Wie war der Samstag ? Vielleicht hast Du die Zeiten im znts verfolgen können. Der Samstag lief nahezu perfekt für uns. Auf WP 7, der 3. Prüfung des Tages haben wir unsere erste Top 3 Zeit eingefahren und auf WP 10 dann nochmal eine. Du kannst Dir nicht vorstellen wie sich das anfühlt… im Cup !! Im letzten Service, vor den letzten beiden Prüfungen haben wir Joker-Reifen nachnominiert und aufgezogen. Auf dem Rundkurs WP 13 konnte ich den Vorteil nicht umsetzen.

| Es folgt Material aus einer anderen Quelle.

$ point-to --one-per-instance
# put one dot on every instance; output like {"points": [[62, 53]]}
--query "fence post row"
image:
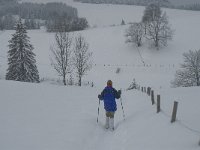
{"points": [[149, 91], [152, 97], [174, 111], [158, 103]]}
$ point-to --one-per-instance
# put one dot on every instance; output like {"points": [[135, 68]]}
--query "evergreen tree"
{"points": [[21, 61]]}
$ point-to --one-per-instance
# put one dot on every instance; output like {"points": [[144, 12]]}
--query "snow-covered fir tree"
{"points": [[21, 59]]}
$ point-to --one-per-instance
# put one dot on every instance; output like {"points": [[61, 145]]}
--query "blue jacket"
{"points": [[108, 95]]}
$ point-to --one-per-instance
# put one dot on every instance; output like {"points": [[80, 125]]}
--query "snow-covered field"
{"points": [[51, 116]]}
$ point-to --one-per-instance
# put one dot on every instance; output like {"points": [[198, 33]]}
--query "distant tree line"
{"points": [[154, 26], [164, 3], [52, 15], [69, 57]]}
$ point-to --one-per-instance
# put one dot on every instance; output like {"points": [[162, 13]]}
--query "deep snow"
{"points": [[51, 116]]}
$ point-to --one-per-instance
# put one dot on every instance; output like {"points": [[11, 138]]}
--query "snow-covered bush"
{"points": [[189, 74]]}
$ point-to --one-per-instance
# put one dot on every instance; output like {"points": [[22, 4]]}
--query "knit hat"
{"points": [[109, 83]]}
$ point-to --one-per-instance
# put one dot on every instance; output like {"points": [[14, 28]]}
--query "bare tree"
{"points": [[157, 27], [135, 33], [189, 74], [61, 60], [81, 59]]}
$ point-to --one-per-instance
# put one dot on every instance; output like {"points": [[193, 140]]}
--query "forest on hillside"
{"points": [[54, 16]]}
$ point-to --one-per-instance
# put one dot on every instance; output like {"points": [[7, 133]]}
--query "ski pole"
{"points": [[122, 108], [98, 112]]}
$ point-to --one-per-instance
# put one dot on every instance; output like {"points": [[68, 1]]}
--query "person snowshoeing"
{"points": [[108, 95]]}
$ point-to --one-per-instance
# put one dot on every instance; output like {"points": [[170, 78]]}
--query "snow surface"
{"points": [[50, 116]]}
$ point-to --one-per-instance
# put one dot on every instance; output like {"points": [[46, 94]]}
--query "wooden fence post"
{"points": [[149, 91], [152, 97], [173, 119], [158, 103]]}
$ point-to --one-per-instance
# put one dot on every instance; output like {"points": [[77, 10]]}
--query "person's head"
{"points": [[109, 83]]}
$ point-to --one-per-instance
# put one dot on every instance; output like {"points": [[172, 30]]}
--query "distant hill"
{"points": [[184, 2], [178, 4]]}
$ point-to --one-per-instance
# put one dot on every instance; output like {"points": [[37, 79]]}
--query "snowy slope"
{"points": [[50, 116], [53, 117]]}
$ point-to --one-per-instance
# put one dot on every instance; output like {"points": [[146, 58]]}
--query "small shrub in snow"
{"points": [[189, 74]]}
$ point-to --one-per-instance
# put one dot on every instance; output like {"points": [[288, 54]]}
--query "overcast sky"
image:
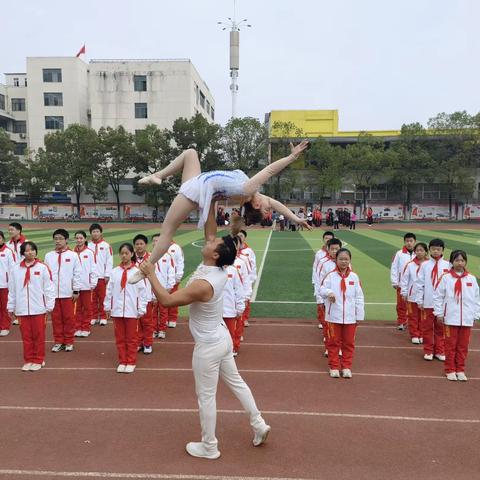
{"points": [[381, 63]]}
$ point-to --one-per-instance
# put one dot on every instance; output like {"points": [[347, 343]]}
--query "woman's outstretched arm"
{"points": [[253, 185]]}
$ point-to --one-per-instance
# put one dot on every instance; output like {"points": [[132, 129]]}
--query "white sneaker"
{"points": [[198, 449], [261, 436]]}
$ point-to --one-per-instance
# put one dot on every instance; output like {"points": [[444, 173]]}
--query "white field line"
{"points": [[239, 412], [260, 270]]}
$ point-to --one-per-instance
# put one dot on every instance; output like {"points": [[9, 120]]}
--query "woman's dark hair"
{"points": [[344, 250], [251, 215], [129, 247], [24, 246], [454, 255], [227, 251]]}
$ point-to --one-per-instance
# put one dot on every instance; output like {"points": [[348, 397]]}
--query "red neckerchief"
{"points": [[26, 281], [123, 282], [458, 284]]}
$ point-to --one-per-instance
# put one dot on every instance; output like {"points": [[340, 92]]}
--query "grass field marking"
{"points": [[260, 270], [242, 412]]}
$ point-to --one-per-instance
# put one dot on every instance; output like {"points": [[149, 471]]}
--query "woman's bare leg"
{"points": [[187, 163]]}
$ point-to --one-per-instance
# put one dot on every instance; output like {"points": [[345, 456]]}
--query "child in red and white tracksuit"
{"points": [[344, 307], [125, 303], [31, 296], [430, 272], [408, 292], [400, 259], [178, 263], [66, 272], [7, 262], [234, 299], [88, 283], [456, 304], [104, 257]]}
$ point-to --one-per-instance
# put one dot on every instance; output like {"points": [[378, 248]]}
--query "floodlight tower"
{"points": [[234, 27]]}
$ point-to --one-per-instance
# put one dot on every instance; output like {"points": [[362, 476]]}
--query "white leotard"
{"points": [[215, 185]]}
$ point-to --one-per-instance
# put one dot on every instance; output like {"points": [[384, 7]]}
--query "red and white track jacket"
{"points": [[234, 296], [66, 272], [408, 278], [104, 256], [89, 274], [427, 279], [400, 259], [128, 301], [459, 308], [15, 247], [7, 262], [178, 259], [31, 290], [349, 303]]}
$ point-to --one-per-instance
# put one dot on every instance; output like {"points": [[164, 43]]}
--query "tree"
{"points": [[76, 154], [244, 141], [118, 158]]}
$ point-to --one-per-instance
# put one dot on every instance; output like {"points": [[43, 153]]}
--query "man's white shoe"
{"points": [[198, 449], [261, 436]]}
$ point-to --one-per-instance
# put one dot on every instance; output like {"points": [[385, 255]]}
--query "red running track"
{"points": [[398, 418]]}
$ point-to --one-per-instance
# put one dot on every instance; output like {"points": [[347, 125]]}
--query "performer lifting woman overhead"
{"points": [[199, 189]]}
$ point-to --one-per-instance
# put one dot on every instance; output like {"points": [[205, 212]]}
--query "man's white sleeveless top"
{"points": [[216, 185], [206, 318]]}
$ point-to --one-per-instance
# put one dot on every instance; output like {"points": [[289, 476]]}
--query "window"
{"points": [[52, 75], [53, 99], [53, 123], [141, 110], [140, 83], [18, 104], [20, 126]]}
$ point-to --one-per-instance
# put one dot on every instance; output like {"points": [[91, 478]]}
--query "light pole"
{"points": [[234, 27]]}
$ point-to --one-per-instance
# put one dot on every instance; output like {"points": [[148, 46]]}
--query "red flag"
{"points": [[82, 50]]}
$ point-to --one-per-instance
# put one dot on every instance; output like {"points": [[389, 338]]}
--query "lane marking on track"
{"points": [[260, 270], [242, 412]]}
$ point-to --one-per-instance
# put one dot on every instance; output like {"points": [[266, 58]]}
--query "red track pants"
{"points": [[456, 347], [32, 329], [401, 309], [432, 333], [4, 318], [98, 297], [63, 321], [340, 336], [145, 327], [126, 339], [83, 311]]}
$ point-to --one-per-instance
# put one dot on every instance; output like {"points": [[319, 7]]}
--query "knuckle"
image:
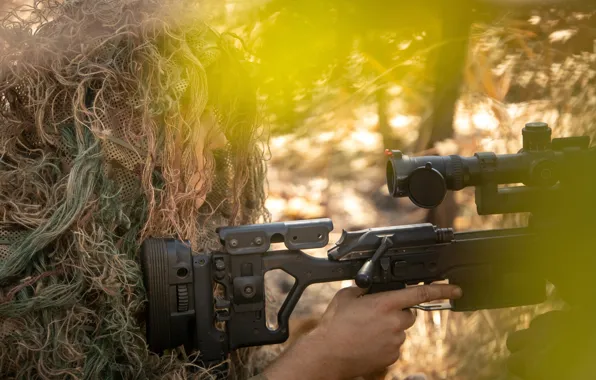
{"points": [[383, 306], [400, 338], [423, 294]]}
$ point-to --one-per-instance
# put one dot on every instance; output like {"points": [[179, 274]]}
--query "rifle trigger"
{"points": [[433, 306], [385, 266], [222, 315]]}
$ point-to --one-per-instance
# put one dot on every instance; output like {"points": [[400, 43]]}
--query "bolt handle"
{"points": [[364, 277]]}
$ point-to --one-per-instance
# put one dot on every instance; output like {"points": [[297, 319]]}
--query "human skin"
{"points": [[358, 334]]}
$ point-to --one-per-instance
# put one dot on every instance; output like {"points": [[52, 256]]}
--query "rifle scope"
{"points": [[538, 165]]}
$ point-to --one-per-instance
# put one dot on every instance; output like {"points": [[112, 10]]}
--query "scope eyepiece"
{"points": [[539, 165], [424, 179]]}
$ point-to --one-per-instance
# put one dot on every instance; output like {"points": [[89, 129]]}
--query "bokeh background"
{"points": [[340, 81]]}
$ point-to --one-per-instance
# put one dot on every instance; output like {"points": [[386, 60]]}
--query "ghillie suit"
{"points": [[119, 120]]}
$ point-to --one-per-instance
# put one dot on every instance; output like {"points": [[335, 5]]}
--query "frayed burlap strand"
{"points": [[119, 120]]}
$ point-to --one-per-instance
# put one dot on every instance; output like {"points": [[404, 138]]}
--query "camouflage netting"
{"points": [[119, 120]]}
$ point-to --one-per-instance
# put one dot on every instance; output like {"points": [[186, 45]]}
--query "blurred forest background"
{"points": [[340, 81]]}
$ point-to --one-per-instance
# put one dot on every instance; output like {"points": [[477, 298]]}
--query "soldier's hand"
{"points": [[358, 334]]}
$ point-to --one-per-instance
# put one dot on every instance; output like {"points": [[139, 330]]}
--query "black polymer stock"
{"points": [[495, 268]]}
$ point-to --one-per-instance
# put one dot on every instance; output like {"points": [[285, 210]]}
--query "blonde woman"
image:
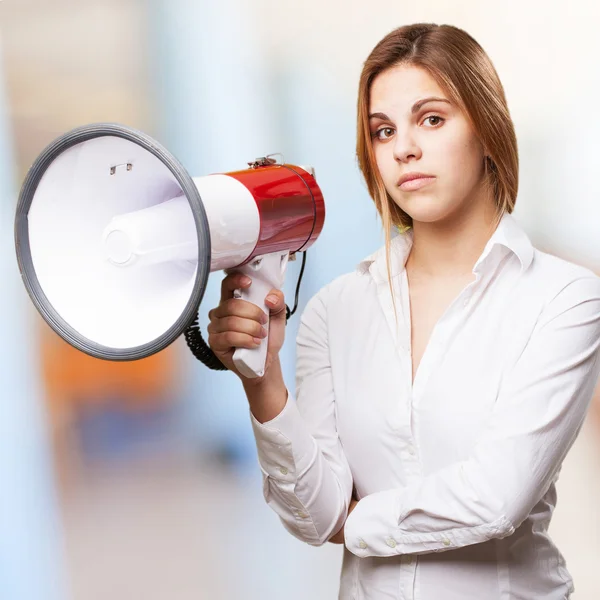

Mein Rückstand auf Sebastian Johansson wuchs von 4,8 Sekunden nach WP12 auf 7,9 Sekunden nach WP13. Auf diese 8 Sekunden wollte ich auf der abschließenden Powerstage angreifen. 10 Sekunden bin ich dort in der WP schneller gewesen, als im ersten Durchlauf. Im Ziel konnten Nico und ich es kaum fassen, es hat alles zusammengepasst und es hat unglaublich Spaß gemacht. Unser Team stand wie immer hinter dem Ziel der letzten Prüfung und als auf znts die 2. WP Zeit für uns auftauchte, haben wir uns in den Armen gelegen. Ein unglaubliches Gefühl. Ich bin so stolz auf mein Team, was für ein Wochenende.

Schade, das jetzt erstmal Sommerpause ist. Na ja, fast Sommerpause.  Mitte Juli dürfen wir zur Sichtung der HJS-DRC Junior Wertung zum Sachsenring. Das wird auch ein sehr wichtiges Wochenende für uns, also doch wie Rallye.

Viele Grüße

Euer Nick

Ein großes Dankeschön

Es war ein traumhaftes Rallye-Wochenende für uns. Wir müssen wirklich noch vieles sacken lassen und daher wird mein ausführlicher Bericht vom Wochenende noch ein paar Tage dauern.

Ich möchte mich heute im Namen unseres Teams bei allen bedanken, die uns in den beiden Tagen unterstützt und angefeuert haben. Bei denen, die extra zu uns in den Service gekommen sind, um uns Glück zu wünschen. Vielen vielen Dank.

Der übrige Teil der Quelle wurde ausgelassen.